## Generate Policies
 - Load source NIST JSON file: Downloads NIST_SP-800-53_rev5_catalog.json from S3 bucket to local directory and loads it into memory
 - Create JSONL file: Processes the JSON catalog to extract controls, skips withdrawn controls, substitutes parameters, and writes structured data to NIST_SP-800-53_rev5_catalog.jsonl
 - Upload JSONL file: Uploads the processed JSONL file back to S3 bucket under the controls/json/ prefix
 - Create markdown files: Reads the JSONL file and generates markdown files organized by control family and in a single directory structure
 - Upload markdown files: Recursively uploads all generated markdown files to S3 bucket under the controls/markdown/ prefix, maintaining directory structure

In [1]:
from datetime import datetime
from IPython.display import Markdown, display
from typing import Any, Dict
import boto3
import json
import os
from pathlib import Path
import shutil
import sys

In [2]:
BUCKET = '183023889407-us-east-1-compliance-rule-generator'
S3_PREFIX_POLICY_MARKDOWN = 'policies/markdown/'

FOLDER_HOME: Path = Path('/home/sagemaker-user')
FOLDER_CONTROL_MARKDOWN: Path = FOLDER_HOME / 'data/controls/markdown/by-family/'
FOLDER_POLICY_MARKDOWN: Path = FOLDER_HOME / 'data/policies/markdown/'

REGION = os.getenv("AWS_REGION", "us-east-1")
s3 = boto3.client("s3", region_name=REGION)
bedrock_runtime = boto3.client('bedrock-runtime', region_name=REGION)
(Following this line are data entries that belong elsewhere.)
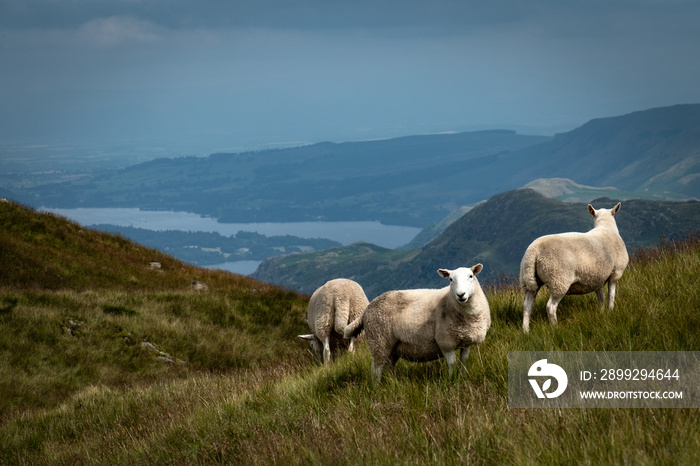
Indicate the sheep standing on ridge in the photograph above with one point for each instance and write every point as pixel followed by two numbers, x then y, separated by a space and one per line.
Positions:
pixel 422 325
pixel 574 263
pixel 331 307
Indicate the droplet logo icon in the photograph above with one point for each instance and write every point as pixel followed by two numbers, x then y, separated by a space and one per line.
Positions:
pixel 542 369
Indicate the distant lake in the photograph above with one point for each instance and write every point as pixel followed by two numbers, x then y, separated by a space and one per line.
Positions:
pixel 388 236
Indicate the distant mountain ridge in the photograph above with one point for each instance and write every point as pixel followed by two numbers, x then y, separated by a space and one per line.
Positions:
pixel 400 181
pixel 414 180
pixel 495 233
pixel 655 150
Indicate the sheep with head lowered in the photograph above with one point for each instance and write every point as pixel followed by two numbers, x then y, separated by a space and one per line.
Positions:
pixel 331 307
pixel 423 325
pixel 574 263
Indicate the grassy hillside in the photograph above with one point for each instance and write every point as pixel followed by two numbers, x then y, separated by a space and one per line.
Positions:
pixel 290 410
pixel 81 309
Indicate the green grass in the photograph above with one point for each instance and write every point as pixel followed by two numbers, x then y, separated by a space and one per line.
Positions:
pixel 78 387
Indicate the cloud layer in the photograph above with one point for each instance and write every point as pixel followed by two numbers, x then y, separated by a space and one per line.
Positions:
pixel 229 73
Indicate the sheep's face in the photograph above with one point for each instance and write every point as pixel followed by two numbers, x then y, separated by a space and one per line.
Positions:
pixel 603 216
pixel 463 282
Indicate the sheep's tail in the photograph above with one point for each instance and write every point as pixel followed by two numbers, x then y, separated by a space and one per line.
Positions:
pixel 528 271
pixel 354 328
pixel 342 314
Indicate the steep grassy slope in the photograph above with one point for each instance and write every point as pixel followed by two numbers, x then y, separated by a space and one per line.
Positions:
pixel 304 413
pixel 80 309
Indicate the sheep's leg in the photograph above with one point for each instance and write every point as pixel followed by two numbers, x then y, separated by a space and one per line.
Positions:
pixel 552 304
pixel 600 294
pixel 377 371
pixel 527 308
pixel 463 355
pixel 611 294
pixel 327 350
pixel 451 358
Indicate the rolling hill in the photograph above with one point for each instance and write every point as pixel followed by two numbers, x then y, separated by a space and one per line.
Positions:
pixel 397 181
pixel 495 233
pixel 413 181
pixel 105 359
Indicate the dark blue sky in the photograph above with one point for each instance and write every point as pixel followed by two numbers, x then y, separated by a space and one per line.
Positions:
pixel 234 74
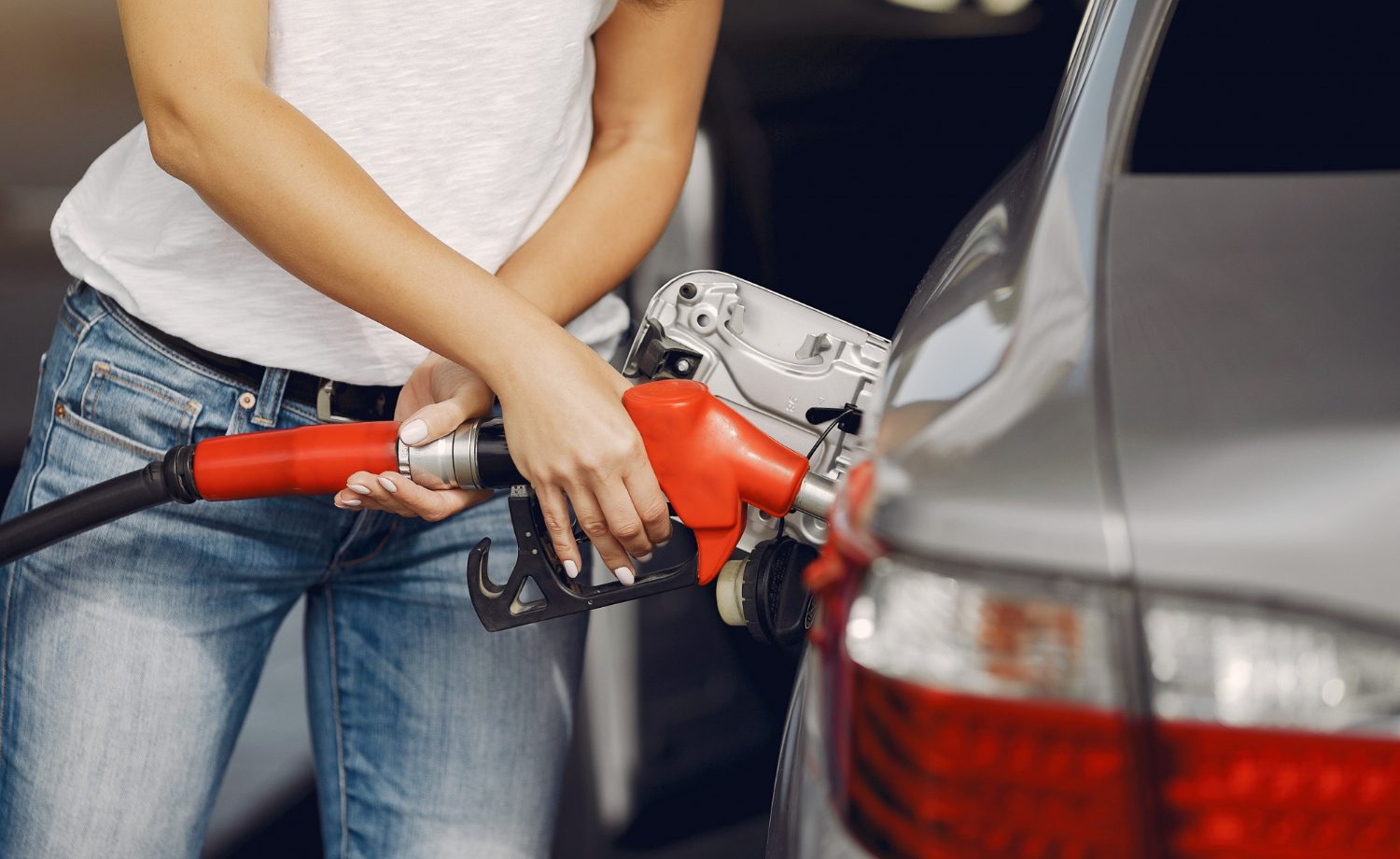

# Bedrock Model Configuration
MODELS = {
    'premium': 'us.anthropic.claude-opus-4-5-20251101-v1:0', # not available
    'good': 'us.anthropic.claude-sonnet-4-5-20250929-v1:0', # times out
    'balanced': 'us.anthropic.claude-sonnet-4-20250514-v1:0',
    'fast_cheap': 'us.anthropic.claude-haiku-4-5-20251001-v1:0',
    'aws_native': 'amazon.nova-premier-v1:0'
}
MODEL_ID = MODELS['balanced']
MAX_TOKENS = 4096
TEMPERATURE = 0.7
PROMPT_TEMPLATE = """
<system>
You are a cybersecurity compliance expert who creates concise, machine-parseable policy documents optimized for RAG systems. Your policies focus on clear rules, explicit validation logic, and scenario patterns that enable LLMs to accurately evaluate compliance scenarios.
</system>

<task>
Generate a concise, RAG-optimized policy document based on the **provided NIST SP 800-53 control**. Focus ONLY on the essential components needed for automated scenario evaluation. The policy will be part of a knowledgebase used by LLMs to determine whether complex scenarios involving multiple policies are compliant or non-compliant.
</task>

<context>
Organization: Large technology company (10,000+ employees) with hybrid cloud infrastructure and regulatory requirements (SOX, FedRAMP, FISMA, PCI-DSS)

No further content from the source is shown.